Creating a blog service or a persistent chat with Table Storage - azure-storage

I'm trying azure storage and can't come up with real life scenarios when I would use it. As far as I understand the only index Table Storage has is Partition Key and Row Key. I can't sort or query on other columns without doing a full partition scan, right?
If I would migrate my blog service from a traditional sql server or a richer nosql database like Mongo i would probably be alright, considering users don't blog that much in one year (I would partition all blog posts per user per year for example). Even if someone would hit around a thousand blog posts a year i would be OK to load them all metadata in memory. I could do smarter partitioning if this won't work well.

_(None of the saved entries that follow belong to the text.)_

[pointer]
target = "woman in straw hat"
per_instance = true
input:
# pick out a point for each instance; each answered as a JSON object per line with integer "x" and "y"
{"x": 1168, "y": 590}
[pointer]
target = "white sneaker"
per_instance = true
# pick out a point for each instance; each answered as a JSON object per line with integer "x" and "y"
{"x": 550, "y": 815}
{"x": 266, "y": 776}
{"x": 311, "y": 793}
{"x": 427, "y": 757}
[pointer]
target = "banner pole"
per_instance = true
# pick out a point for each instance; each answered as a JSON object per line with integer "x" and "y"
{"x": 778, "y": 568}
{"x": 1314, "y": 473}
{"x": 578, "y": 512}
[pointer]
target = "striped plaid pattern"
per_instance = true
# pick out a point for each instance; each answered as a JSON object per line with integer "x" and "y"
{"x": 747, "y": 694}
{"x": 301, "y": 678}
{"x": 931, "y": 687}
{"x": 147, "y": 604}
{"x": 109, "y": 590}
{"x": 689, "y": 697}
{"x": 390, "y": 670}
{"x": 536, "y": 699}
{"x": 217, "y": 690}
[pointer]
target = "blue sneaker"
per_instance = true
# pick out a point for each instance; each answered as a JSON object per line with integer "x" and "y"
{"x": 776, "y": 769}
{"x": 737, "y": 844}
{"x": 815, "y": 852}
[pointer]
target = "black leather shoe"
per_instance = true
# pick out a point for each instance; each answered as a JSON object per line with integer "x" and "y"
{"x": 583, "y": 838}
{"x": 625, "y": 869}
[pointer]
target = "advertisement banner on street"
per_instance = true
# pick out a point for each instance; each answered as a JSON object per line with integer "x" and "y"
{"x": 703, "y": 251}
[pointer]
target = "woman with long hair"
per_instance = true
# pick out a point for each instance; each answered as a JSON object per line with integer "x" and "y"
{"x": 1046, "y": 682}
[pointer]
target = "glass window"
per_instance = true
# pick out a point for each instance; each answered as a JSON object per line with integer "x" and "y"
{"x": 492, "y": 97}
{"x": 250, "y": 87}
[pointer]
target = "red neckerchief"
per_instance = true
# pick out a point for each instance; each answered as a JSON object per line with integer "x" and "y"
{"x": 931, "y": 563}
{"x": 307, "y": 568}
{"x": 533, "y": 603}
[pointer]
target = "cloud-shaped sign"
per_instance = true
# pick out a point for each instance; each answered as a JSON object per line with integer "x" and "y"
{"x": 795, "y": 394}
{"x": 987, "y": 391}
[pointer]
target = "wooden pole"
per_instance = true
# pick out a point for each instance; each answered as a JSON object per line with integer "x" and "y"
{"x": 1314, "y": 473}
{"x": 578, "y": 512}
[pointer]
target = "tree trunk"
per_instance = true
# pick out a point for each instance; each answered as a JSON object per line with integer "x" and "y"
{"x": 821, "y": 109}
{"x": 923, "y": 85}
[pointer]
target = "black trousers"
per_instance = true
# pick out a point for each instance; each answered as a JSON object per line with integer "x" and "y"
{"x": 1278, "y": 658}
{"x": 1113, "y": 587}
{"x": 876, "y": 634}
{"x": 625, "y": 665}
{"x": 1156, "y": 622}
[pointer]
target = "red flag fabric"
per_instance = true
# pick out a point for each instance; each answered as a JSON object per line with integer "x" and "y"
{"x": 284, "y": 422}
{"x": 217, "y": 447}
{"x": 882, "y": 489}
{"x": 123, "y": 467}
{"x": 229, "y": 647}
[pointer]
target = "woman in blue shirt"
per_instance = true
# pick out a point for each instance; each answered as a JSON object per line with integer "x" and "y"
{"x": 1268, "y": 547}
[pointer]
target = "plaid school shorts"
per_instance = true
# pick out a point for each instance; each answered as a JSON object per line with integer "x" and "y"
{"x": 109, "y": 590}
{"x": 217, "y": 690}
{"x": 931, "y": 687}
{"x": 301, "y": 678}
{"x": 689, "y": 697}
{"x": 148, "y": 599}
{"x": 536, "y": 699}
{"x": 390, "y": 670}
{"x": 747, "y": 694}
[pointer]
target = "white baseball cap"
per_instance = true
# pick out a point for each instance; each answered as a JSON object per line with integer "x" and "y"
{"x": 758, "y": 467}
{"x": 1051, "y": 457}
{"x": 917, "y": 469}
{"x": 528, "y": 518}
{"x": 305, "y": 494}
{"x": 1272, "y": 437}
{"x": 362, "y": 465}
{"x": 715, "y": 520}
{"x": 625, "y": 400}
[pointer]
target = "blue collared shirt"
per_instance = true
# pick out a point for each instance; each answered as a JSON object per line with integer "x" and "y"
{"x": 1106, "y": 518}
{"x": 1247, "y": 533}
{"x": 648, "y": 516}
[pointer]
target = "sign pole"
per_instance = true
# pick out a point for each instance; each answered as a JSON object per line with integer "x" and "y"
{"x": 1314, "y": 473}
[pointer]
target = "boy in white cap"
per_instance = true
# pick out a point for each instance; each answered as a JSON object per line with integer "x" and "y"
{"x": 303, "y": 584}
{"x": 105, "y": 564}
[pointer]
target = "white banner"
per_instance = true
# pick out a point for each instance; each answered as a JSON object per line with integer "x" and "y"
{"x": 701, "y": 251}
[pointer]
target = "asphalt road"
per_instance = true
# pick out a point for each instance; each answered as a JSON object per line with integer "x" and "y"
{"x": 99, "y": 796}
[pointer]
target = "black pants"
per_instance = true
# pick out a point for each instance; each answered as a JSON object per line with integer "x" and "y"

If I would migrate my persistent chat service to table storage how would I do that? Users post thousands of messages a day and query history pretty often from desktop clients, mobile devices, web site etc. I don't want to lose on this and only return 1 day history with paging (which can be slow as well).
Any ideas or patterns or what am I missing here?
btw I can always use different database, however considering Table Storage is so cheap I don't want to.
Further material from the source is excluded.